Wednesday, January 17, 2007

Insomnia

Not being able to sleep: time seems to slow down, then to peter out slowly, eternity takes its place. All the other nights of insomnia come back to haunt me and the sheer load of those empty waking hours that parade in front of my inner eye sometimes seem enough to tip the careful balance of the mind towards insanity.
The house I used to live in in London was built almost entirely of wood and glass. I lived on the top floor in the triangular roof under a skylight and could see the trees in the garden swaying in the wind. On stormy nights the whole house would shake, the wind howling around the corners of my room, weather straight out of 'Wuthering Heights'. But I felt warm and comfortable curled up in my futon while outside the storm would lash the trees and the walls of my little hut.
Those were the romantic stormy nights I loved. But there were others too. The uncanny siblings of the stormy nights were the eerily quiet nights. Prolonged silence is very unusual in London, especially as we were living between Holloway Road and Liverpool Street and there was always a police siren or an ambulance in evidence somewhere. But some nights were different. The silence would slowly trickle into your brain and accumulated there at the threshold of sleep, becoming more ominous as it became longer. Eventually I would open my eyes, not tired and exhausted, but instantly fully awake, ears palpating the surroundings for noise, the senses sharpend and vivified. But none came. And sometimes a single leave would slide down the slating and create a disturbing, unearthly sound, as if somebody would scratch a single nail over the roof. The silence would thicken and become almost liquid. In such nights it was impossible to sleep.

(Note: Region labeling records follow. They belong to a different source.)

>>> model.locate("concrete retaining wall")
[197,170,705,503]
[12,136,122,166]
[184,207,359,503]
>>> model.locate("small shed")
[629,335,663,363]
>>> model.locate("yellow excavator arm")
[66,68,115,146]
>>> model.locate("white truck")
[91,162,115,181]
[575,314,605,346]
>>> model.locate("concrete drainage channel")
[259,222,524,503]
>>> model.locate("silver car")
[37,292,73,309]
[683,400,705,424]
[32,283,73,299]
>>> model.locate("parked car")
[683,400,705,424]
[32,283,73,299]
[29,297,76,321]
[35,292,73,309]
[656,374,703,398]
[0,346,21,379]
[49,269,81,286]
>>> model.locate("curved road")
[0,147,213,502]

The nights here in residential Western Tokyo are quiet to, but in a rather hushed and considerate way. There is nothing ominous about them. When unable to sleep I can hear the other tenants of the building move around or quietly talk to each other. The couple next door occasionally has sex, always between four and five in the morning. This starts with strange, high-pitched wimpering noises that last for a few minutes and then stop, only to start again a few minutes later, a slow crescendo towards the inevitable peak, at which the bed starts banging against the wall and it generally sounds as if some maniac was tourturing a cat by trying to squeeze it between the bed and the wall.